Delwar
First time out of the state.
Out of the city, too, for that matter.
Fifteen, black, poor, never known his father.
His mother scraping by on two jobs. Government housing.
A coach invited him to a Christian sports camp; a businessman paid his way.
After an 8-hour bus trip with 38 other lads, he was in the Blue Ridge Mountains. He stood there in his worn out tennis shoes, holding a small gym bag with his only extra tee shirt, two pairs of socks, a change of underwear, a toothbrush.
Wide-eyed at the gathering campers numbering nearly 600, he surveyed the incredible vista of North Carolina’s high Blue Ridge Mountains with new eyes.
“My name’s Delwar,” he said, shaking my hand limply, his shoulders stooped, eyes averted.
Assigned to a small group with a college-aged mentor, he’d spend the next four days rising at 6:15 A.M. for calisthenics, reading his Bible during 30 minutes of quiet time, playing intramural sports, listening to professional and collegiate sports heroes testify to Jesus in their lives, and discussing his feelings with his small group.
For the first time in his short life he was not surrounded by profanity. Or violence.
There was no sex, no hip hop music blaring, no TV, no cigarettes, no alcohol or drugs. Just inspiration and perspiration. And responsible male role models.
I saw him go forward at the invitation the third night. No tears.

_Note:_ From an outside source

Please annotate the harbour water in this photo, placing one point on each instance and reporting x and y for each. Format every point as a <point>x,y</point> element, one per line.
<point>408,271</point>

Just a look of firm resolve on his face. “I’m choosing Christ,” he said.
The last day he came to my class on “The Ten Most Asked Questions of the Christian Faith.” Didn’t want proof of God or riches or health or athletic stardom. He wanted to know how to tell his mama there is hope, how to tell his classmates there is another way besides lust and violence and self.
I shook Delwar’s hand as he boarded the bus to head for home. His shoulders were more squared, his handshake had firmed, and he looked me in the eye like the boy-more-become-a-man he was.
“Remember Jesus,” I urged as he left. And I prayed for him, his mama, his school, and the coach who was waiting for him down the mountain, in the city, on the playground, by the school, across the tracks from the factory.